The recent gains by Libya’s Tripoli-based government over forces loyal to renegade commander Khalifa Haftar may threaten Israeli interests in the region, a report by a Tel Aviv-based research institute has said.
The Institute for National Security Studies (INSS) said on Monday that while the conflict in Libya may not directly impact Israel, if the Turkish-backed Government of National Accord (GNA) strengthens its grip on power, it could weaken a bloc of countries that support Israel’s activities in the Eastern Mediterranean.
“Turkey will exert significant influence in the North African country, enabling Ankara to project power across the Eastern Mediterranean region and further challenge Israeli interests in the region, along with those of Israel’s Egyptian, Cypriot, and Greek partners,” the report said.
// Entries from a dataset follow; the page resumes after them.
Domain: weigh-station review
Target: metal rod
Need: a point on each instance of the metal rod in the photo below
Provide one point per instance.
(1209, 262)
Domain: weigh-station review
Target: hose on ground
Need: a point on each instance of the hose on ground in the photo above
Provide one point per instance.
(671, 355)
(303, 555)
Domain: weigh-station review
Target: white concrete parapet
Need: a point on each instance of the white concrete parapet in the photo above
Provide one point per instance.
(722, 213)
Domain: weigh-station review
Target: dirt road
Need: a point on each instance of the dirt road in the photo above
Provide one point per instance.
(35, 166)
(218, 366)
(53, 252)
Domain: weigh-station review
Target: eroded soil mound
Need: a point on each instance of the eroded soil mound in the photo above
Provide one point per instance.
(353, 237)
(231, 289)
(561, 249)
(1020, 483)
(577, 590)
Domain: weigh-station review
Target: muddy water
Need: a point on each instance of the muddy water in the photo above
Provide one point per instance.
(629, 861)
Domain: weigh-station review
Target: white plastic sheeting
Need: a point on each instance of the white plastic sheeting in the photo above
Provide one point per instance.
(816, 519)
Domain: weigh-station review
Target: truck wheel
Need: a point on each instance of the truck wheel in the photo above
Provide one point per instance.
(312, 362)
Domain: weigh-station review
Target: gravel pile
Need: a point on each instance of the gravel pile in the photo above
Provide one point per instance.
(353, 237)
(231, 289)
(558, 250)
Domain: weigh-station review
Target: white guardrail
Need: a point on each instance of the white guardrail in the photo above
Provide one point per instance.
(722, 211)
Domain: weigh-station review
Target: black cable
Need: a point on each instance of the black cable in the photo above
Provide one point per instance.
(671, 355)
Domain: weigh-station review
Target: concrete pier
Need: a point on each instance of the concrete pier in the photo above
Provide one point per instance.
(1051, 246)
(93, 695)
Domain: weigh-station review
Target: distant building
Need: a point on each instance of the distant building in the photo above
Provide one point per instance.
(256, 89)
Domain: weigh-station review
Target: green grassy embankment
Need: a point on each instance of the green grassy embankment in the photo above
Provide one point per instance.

Last week, the foreign ministries of Cyprus, Egypt, France, Greece and the United Arab Emirates (UAE) signed a statement condemning Turkey for its “illegal activities” in the region. Israel did not sign on to the statement.
The INSS said that Israel’s “silence” suggested that it was unsure over whether to actively engage in Libya at the risk of exacerbating an already tense relationship with Ankara.
Libya has been wracked by conflict since 2015, with the country split between rival administrations in the east and the west, each backed by armed groups supported by foreign governments.
Last April, Haftar – who is backed by Egypt, the UAE and Russian mercenaries – launched an offensive on the Libyan capital Tripoli.
Since Turkey deployed its military and thousands of Syrian fighters to Libya earlier this year, Haftar’s forces have lost crucial ground to the GNA, with the internationally recognised government capturing the strategic al-Watiya airbase and pushing Haftar’s forces back from areas near the capital.
The report said that Israel needed to prepare for Turkey and Russia both expanding their influence in the region and lamented “Washington’s continued reluctance to assume a more active diplomatic or military role.”
The recent bombings on Libya’s al-Jufra air base by Russian warplanes was met with a rare rebuke by the US Africa Command (US AFRICOM), with Washington simply saying it might deploy a small brigade to Tunisia as a result.
Turkey’s activities in the Mediterranean
Monday’s report attributed gains by the GNA to Turkey’s military intervention, saying it had cemented Ankara’s role as an arbiter in the conflict.
The successes had also allowed Turkey to gain new ground in its operations in the Mediterranean sea, where Ankara has begun a number of resource excavation projects.
Last year, Turkey and the GNA signed a memorandum of understanding to delimit maritime zones in the Eastern Mediterranean in an attempt to block further Greek and Cypriot energy drilling activities in the area.
These projects have been met with condemnation by some countries, including Greece, France, and the UAE.
“[Turkey’s] relationship with the GNA, and the maritime delimitation agreement in particular, will obstruct plans to build the EastMed pipeline, which was slated to export natural gas from Israel through Cyprus and Greece and on to Europe.
“Had Haftar, with the support of the UAE and Egypt, managed to take Tripoli, the achievement would have marked a major victory for countries staunchly opposed to Turkey. In this respect, Ankara does not need a full reversal of Haftar’s military achievements – even a partial halt to his designs fulfils its goals.”
Turkey’s energy minister, Fatih Donmez, has said the country may start oil exploration in the Eastern Mediterranean in three or four months, following the framework of a Libya agreement.
An Israeli source previously told Middle East Eye that the governments of Israel and Turkey were looking to re-establish diplomatic ties and appoint ambassadors between the two countries.
The source said that the two countries share similar interests, including natural gas supplies in the Eastern Mediterranean.
Still, a detente in the relations seems unlikely since Israeli Prime Minister Benjamin Netanyahu’s re-election and his notably poor relations with Turkish President Recep Tayyip Erdogan.
“Given that Israel’s ties with Turkey have been highly problematic and relations with Russia remain delicate,” Israel must prepare for the possibility that both Ankara and Moscow will carve greater influence in the Mediterranean, the report said.